Graph of NCD church health assessment

In this church a focus on Inspiring Worship Service has the potential to unite the church in addressing problems associated with that issue.

How significant is unity in a church?

There is the possibility that the NCD result can assist us in answering the high priestly prayer of Jesus:

Jesus prayed that all of His people ‘may be brought to complete unity to let the world know that you sent me and have loved them even as you have loved me.’ (John 17:23)

Note the results that come from complete unity:

They are contained in the prayer. (1) The world may know that God sent His Son. (2) The world may know that God loves it as much as he loves His Son.

From this prayer we may see unity is very important.

In the ancient song, Psalm 133, the writer says: ‘How good and pleasant it is when brothers live together in unity!…. For there the Lord bestows his blessing…’

I like the way it comes out in the New Living Translation: ‘How wonderful and pleasant it is when brothers live together in harmony!’

Unity is a good word. But you can have unity using stand-over tactics – unity by oppression. Unity with ‘yes’ men; unity where the ones at the top do the thinking and followers simply snap to attention.

Harmony suggests that people are singing different notes, and yet they are all singing from the same song sheet. Harmony suggests different people, each using unique gifts, yet with the same focus.

Unity in diversity.

People do have honest differences over theology. They have differences about spiritual style and philosophy of ministry and the kind of music that should be used in church and . . . and . . . and. . . the beat goes on.

Natural Church Development goes deeper than all of that.

Because it can help a church to focus, it can also help unify a church around a common objective: the objective to become a healthy (or even healthier) church. A church that doesn’t copy other churches. A church that seeks to achieve its unique potential under God

To find out more call me at 027 281 2814;

I could even send you a brochure

How NCD can help your Church: 2 – Unity

The Marks of Revival

In going through a presentation I heard recently on the marks of revival, and having worked with Natural Church Development for some twenty years now, it is my conviction that any church that scores highly on the eight Quality Characteristics will be in a state of revival.

I have heard many people speak about revival (without actually defining it).
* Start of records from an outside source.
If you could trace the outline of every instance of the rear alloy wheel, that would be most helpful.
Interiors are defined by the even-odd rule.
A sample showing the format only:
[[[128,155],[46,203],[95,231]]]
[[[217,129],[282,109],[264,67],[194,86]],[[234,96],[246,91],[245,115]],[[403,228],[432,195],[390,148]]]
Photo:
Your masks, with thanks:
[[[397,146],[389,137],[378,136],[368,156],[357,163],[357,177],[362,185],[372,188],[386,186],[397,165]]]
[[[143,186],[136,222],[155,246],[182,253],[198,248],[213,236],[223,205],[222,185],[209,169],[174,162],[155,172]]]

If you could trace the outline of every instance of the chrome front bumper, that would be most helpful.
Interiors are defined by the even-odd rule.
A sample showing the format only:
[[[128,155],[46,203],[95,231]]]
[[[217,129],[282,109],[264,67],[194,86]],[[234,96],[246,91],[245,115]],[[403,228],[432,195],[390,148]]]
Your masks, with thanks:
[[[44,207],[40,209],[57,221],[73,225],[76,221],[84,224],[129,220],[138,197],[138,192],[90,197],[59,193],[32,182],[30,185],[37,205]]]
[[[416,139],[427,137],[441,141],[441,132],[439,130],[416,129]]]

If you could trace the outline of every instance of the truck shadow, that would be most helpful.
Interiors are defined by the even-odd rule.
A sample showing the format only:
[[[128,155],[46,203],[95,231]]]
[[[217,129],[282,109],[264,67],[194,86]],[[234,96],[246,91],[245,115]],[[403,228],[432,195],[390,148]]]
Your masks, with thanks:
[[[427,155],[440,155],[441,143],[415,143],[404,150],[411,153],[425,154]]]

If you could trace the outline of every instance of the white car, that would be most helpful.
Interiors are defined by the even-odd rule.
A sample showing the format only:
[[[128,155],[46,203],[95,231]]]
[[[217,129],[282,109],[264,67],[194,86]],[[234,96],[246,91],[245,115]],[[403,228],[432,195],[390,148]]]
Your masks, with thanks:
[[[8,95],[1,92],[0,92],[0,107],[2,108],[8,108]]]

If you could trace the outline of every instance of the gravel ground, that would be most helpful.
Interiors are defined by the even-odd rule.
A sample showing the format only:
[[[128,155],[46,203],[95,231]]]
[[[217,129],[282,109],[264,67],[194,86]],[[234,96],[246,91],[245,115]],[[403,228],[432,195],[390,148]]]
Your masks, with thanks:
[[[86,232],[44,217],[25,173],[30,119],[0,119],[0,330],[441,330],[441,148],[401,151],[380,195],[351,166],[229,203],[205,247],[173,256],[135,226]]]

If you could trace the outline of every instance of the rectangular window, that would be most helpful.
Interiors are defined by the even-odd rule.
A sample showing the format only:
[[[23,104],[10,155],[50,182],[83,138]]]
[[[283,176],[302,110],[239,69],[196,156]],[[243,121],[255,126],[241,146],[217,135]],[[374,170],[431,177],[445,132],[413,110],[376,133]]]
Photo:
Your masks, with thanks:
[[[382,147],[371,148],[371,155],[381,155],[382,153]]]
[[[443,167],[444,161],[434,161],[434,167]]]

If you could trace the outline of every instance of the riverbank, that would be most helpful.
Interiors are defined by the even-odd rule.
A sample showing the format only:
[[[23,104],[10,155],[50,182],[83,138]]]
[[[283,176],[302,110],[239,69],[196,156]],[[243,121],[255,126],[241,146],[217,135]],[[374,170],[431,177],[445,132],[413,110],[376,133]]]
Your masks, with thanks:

I have experienced congregations singing about it (without defining it).

What Christian Schwarz was investigating, in the largest research project on the church (1000 churches, 6 continents, 34 countries, 4.5 million bits of data), was an answer to the question: ‘What should every church and each Christian be doing in order to fulfil the Great Commission?’ Schwarz ‘uncovered’ eight Quality Characteristics that are always present in every church no matter what culture they are or what their denominational ‘persuasion’ or what person or programme they may be following.

These eight characteristics can be seen in the presentation where the speaker’s topic was: ‘The Marks of Revival.’

  1. Empowering Leadership

The speaker mentioned one revival that ceased because some high-ranking church leaders would not empower others in the church to continue their work. I think there might be a number of revivals that have ceased because those with ecclesiastical power refused to share it with anyone else; they dis-empowered those through whom God was working.

2. Gift-based Ministry

This can be easily observed in Acts 6 where the apostles delegated the work of sharing resources, while they continued with prayer and the word. God’s work flourishes when people work in the areas God has gifted them.

3. Passionate Spirituality

Revival is always accompanied by prayer and an emphasis on the Scriptures. All spiritual disciplines are carried out with passion. As the speaker said, revival creates a fresh hunger for the word of God; a new desire for prayer; a new dependency on the Holy Spirit.

4.  Effective Structures

George Whitefield lamented that he had not structured his converts as Wesley had. The Methodist church exists today because of the methodical way Wesley went about his work; but where is the work of Whitefield to be seen?

5. Inspiring Worship Service

Again, the speaker said ‘Revival brings a longing for worship.’ During revival times the people do not have to be pressed to attend worship; they are very clear on why they are attending and the whole experience of ‘church’ is totally positive.

6. Holistic Small Groups

John Wesley’s way of structuring his ‘converts’ into a small group system demonstrates the necessity and the value of meeting in this way. As someone once said, ‘Small groups are the cutting edge of the church.’.

7. Need-oriented Evangelism

As the speaker declared, ‘Revival brings an extraordinary harvest;’ and another point: ‘Revival brings a new thrust into mission.’ There is no doubt that during times of revival the church experiences exceptional growth with even the worst citizens being converted.

8. Loving Relationships

What more should be said but that church members must love one another?

These quality characteristics are like the vital organs of a human being; they each need to be healthy. If any one of them is not, it will prevent the body from functioning as it should, and that one will require attention to make it healthy again.

The health of a disciple-making church could be compared to the fitness of an All Black rugby team; most of us physically are not that fit. The same disciplines and routines that make All Blacks fit, can easily be transposed across to the health or quality of the individuals that comprise any community of faith.